GE made an Electric Lawn Tractor in the 70's, take a look at:

http://www.elec-trak.org/

You'll learn alot from these guys on Electric Lawn Tractors. We have a couple of members in our www.nteaa.org group, who owns these electric lawn tractors.


----------



## ngrimm (Oct 19, 2007)

I did a quick search for text "mower" on the Evalbum and several matches came up as an example http://www.evalbum.com/1416 with a hydro drive. Norm


----------



## AnthonyT (Apr 6, 2008)

Been researching this a bit more. Please let me know if you see any major errors. Here is the plan so far:

Traction Motor: 1-1.5hp at 3500-4000rpm. Stock engine spins 3800rpm at full throttle.
Blade Motors:.5-1hp at 3500-4000 rpm
Batteries: 3 12v for a 36v system, all that will fit and should get the job done
Charger: Onboard
Controller: None - hydro drive should work with the electric spinning at full rpm.
Neutral Cut Off Switch: To kill the motor when the hydro is placed into neutral.
Emergancy Cut Off
Volt and Amp meters

I might be able to get by with a lower hp traction motor as it will not be driving the blades, just pushing the mower forward. It is still just a lawn mower, I don't need it going 25mph or popping wheelies!
If this project works out the next step will be a full blown streetable car or truck.
Thanks,
Anthony


----------



## Mastiff (Jan 11, 2008)

For the type of yard you'll be mowing that looks good to me.

The only thing I'd recommend is not to try to accelerate too fast with that small 1.5HP traction motor, because electric motors do not like to be stalled, and you could burn it out.

If possible you could find an old forklift pump motor and use that as it will probably be enough to power your whole lawnmower and pretty cheap to obtain.

You should also take into consideration the Amperage draw of each of the motors you'll be using since you aren't using a variable speed controller.
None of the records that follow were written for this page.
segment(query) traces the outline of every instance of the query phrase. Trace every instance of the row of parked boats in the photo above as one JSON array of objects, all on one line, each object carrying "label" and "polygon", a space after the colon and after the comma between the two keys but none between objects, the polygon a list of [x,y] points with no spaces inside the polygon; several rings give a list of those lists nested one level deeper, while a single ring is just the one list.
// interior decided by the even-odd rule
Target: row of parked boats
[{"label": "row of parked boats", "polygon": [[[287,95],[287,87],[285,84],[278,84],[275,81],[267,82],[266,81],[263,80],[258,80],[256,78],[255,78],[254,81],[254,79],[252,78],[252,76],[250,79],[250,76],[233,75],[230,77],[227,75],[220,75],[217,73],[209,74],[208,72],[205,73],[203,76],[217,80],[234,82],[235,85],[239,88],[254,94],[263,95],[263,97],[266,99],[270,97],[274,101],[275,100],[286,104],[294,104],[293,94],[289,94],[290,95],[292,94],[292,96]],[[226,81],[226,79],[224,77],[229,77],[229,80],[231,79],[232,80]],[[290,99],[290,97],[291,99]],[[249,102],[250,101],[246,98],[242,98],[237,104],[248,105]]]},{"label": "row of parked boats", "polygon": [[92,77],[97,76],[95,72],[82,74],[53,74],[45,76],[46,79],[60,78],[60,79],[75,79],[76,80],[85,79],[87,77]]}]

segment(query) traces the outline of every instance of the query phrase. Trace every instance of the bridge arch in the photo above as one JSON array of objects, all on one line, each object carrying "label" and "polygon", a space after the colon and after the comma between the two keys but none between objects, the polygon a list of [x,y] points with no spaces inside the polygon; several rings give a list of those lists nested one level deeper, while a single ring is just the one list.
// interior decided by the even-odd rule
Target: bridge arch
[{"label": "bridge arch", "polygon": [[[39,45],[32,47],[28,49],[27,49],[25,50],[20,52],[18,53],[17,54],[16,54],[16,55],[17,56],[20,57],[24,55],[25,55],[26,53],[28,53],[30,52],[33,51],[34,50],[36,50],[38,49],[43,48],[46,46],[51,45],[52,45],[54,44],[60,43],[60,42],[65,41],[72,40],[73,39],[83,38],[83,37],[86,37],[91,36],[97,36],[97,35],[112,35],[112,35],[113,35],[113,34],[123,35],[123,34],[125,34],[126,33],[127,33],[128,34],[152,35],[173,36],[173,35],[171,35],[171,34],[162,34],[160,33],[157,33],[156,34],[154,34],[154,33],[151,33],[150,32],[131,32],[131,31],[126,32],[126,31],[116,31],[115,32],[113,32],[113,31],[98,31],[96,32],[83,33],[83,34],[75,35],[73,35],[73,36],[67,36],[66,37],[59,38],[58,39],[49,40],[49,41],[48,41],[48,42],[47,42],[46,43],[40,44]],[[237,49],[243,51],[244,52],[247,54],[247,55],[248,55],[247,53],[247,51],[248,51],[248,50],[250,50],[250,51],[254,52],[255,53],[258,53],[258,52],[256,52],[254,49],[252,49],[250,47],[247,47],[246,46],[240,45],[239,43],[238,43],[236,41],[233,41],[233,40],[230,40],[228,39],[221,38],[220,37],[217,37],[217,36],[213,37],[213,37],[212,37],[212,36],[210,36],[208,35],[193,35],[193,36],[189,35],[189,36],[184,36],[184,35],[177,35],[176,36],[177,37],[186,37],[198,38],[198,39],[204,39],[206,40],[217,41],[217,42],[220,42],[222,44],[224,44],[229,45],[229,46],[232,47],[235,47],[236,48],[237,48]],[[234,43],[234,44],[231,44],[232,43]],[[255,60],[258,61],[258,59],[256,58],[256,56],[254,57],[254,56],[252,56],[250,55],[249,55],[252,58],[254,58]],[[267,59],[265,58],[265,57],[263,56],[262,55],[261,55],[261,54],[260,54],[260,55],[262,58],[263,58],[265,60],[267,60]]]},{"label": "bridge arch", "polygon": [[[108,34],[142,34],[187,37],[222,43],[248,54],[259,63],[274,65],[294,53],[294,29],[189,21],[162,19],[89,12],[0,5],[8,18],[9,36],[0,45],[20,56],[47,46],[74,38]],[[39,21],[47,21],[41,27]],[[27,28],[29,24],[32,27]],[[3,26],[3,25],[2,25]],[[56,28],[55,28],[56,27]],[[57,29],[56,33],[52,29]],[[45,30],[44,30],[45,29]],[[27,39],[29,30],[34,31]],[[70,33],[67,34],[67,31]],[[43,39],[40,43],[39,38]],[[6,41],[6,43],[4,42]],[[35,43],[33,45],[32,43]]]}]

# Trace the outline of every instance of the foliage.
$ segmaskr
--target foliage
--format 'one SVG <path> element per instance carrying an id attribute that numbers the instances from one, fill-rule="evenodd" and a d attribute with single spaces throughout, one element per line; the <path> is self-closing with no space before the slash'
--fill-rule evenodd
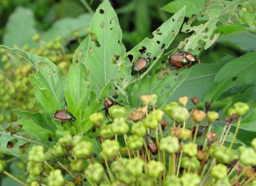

You should add up the total Amperage draw of all the motors when they'll be at-speed and use that to size your battery pack.

We've got two Wiki Articles on sizing your battery pack, mine:
http://www.diyelectriccar.com/forums/showthread.php?t=11708
and MattW's:
http://www.diyelectriccar.com/forums/showthread.php?t=11709

I'm working on merging them into one article but that will be later.


Also if all of your motors are running maximum capacity they could also possibly burn themselves out pretty fast so a controller might be good to have.

You can find Cheap refurbished golf-cart controllers on Ebay, either Curtis or Alltrax.

Or you can order a new Kelly Controller, as these are very inexpensive new controllers:
http://www.kellycontroller.com/


----------